Now of course this sounds like a heavy condemnation of these theorists. But I’m not suggesting that these scientists would run around screaming that they are the only real persons in the universe. Obviously, everyone has a pragmatic, sensible side to them. It is perhaps a leftover from our childhood that this animistic side of ourselves persists into adulthood — albeit unconsciously. Unfortunately some of this animism and mysticism seeps into our science — and our everyday thinking. A deep part of ourselves wants to believe that our own self is the most important thing in the universe — it is but a product of our own narcissism and bolstered by our instinct to survive. So it is that when one happens upon evidence that suggests everything is created by our consciousness, or created by merely looking — we connect with this idea because it speaks to our Ego. We long for love, human acceptance, and God. And when evidence from QM theory suggests that we can be the Gods, that we are the creators of own reality, it takes a huge effort of will to reject this feeling.

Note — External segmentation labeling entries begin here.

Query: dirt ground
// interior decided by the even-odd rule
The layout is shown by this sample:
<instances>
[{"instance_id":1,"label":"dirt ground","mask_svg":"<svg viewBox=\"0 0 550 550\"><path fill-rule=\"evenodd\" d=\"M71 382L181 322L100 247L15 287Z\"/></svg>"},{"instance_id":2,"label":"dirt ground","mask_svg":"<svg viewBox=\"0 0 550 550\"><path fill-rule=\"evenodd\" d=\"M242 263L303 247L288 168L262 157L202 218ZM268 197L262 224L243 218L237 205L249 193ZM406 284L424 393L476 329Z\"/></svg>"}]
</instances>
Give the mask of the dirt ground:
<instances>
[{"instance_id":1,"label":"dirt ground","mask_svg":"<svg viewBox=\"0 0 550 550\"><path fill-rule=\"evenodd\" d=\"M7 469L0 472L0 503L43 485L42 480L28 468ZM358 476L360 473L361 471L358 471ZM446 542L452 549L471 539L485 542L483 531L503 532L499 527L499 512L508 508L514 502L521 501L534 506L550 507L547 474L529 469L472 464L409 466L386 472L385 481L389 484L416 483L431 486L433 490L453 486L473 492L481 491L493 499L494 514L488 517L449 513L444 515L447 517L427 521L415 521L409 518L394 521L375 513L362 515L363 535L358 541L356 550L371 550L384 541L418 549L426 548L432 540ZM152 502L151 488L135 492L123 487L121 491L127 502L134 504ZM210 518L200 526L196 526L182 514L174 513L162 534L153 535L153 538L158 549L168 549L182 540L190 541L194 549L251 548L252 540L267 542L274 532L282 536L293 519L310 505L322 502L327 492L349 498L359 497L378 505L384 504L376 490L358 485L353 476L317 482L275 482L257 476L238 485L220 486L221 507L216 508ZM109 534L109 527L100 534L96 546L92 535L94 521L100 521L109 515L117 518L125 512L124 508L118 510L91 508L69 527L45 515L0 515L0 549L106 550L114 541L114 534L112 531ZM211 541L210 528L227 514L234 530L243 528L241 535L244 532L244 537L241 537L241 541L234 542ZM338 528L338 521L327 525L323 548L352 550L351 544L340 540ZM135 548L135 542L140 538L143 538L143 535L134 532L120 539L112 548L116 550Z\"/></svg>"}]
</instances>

So, in the end, there is nothing magical about “consciousness”. It is just a highly adaptive trait evolved by an extremely social animal. Likewise, there is nothing miraculous about “life”, it is just a thing of incalculable organic complexity — a biological machine with rules that mostly bewilder our comprehension.
The real miracle of life was just this — the birth of the replicator molecule. It was probably an event of extremely high improbability — perhaps a 1 in a trillion septillion event on this planet. It you want to believe in miracles, that is probably the closest thing to a miracle that has ever occurred.
The replicating molecule and Darwinian evolution. That is a theory to put your faith in.